I see, so there is only this indirect way :(

Too bad… I was mesmerised by all those nice visual features what these Nsight tools have :)

I mean with this I can only assume that my improvements are really doing something, cause I will only see the overall system performance and it wont be drilled down to a specific process (ok there wont be any resource hungry processes during the measurements but still). Not to mention the statistics I would be able get out of a real profiling tool where I can get performance metrics on code / function level.

I think that by direct way, @DaneLLL was refering to native profiling.
Not tried with recent releases, but I think you may get more insights from Nsight on host. I may not be able to further help on this, though.

Unfortunately I was not able to try the NSight tools on the Nano since we are using them in headless mode :S so first I would need to reinstall my dev env, I would rather climb a mountain just not reinstall it :D #baddevhabits. I was not sure if its even possible to profile CUDA code if it is not directly executed as a binary but as in my case it is a shared library. But I guess if no one tried this someone should be the first… :D

I think that good habit would be keeping a live version and managing your deviations from there.
However, I also think that how to profile nvivafilter is a legitimate question.
Hope someone from NVIDIA will provide some way to try this.

NSight can debug over ssh, but not with pubkey auth.
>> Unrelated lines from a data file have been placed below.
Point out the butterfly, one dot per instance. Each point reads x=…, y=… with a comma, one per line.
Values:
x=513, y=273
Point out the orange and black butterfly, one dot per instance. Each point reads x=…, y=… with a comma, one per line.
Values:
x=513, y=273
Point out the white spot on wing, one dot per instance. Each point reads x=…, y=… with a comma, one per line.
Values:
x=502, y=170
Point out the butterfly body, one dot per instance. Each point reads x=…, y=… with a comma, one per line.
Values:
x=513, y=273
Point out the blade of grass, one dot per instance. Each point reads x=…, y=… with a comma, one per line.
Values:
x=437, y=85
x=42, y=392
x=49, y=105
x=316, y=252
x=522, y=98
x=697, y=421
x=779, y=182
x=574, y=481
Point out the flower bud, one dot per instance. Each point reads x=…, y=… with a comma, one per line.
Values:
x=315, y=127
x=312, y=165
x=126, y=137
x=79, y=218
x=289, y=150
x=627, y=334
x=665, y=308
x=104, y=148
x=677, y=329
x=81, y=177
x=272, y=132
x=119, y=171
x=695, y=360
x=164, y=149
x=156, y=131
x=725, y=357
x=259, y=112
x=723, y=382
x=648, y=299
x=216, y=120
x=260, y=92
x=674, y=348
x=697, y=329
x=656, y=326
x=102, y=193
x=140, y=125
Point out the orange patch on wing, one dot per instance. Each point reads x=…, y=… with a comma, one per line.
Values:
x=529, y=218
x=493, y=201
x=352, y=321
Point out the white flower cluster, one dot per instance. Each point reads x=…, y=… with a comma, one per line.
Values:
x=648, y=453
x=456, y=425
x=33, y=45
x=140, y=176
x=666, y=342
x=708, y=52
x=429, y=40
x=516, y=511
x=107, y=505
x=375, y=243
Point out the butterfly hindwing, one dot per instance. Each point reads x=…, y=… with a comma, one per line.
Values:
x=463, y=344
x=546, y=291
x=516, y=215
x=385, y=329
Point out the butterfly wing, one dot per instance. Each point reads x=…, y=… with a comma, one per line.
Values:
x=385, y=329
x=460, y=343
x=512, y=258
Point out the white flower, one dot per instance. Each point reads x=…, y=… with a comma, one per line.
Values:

If you’re using a password to secure your ssh (the default), it’ll probably work.

Hi,
we have all tools being listed in
https://docs.nvidia.com/jetson/l4t/index.html#page/Tegra%20Linux%20Driver%20Package%20Development%20Guide/debug_setup.html#

Please check and see if you can utilize either tool in your usecase.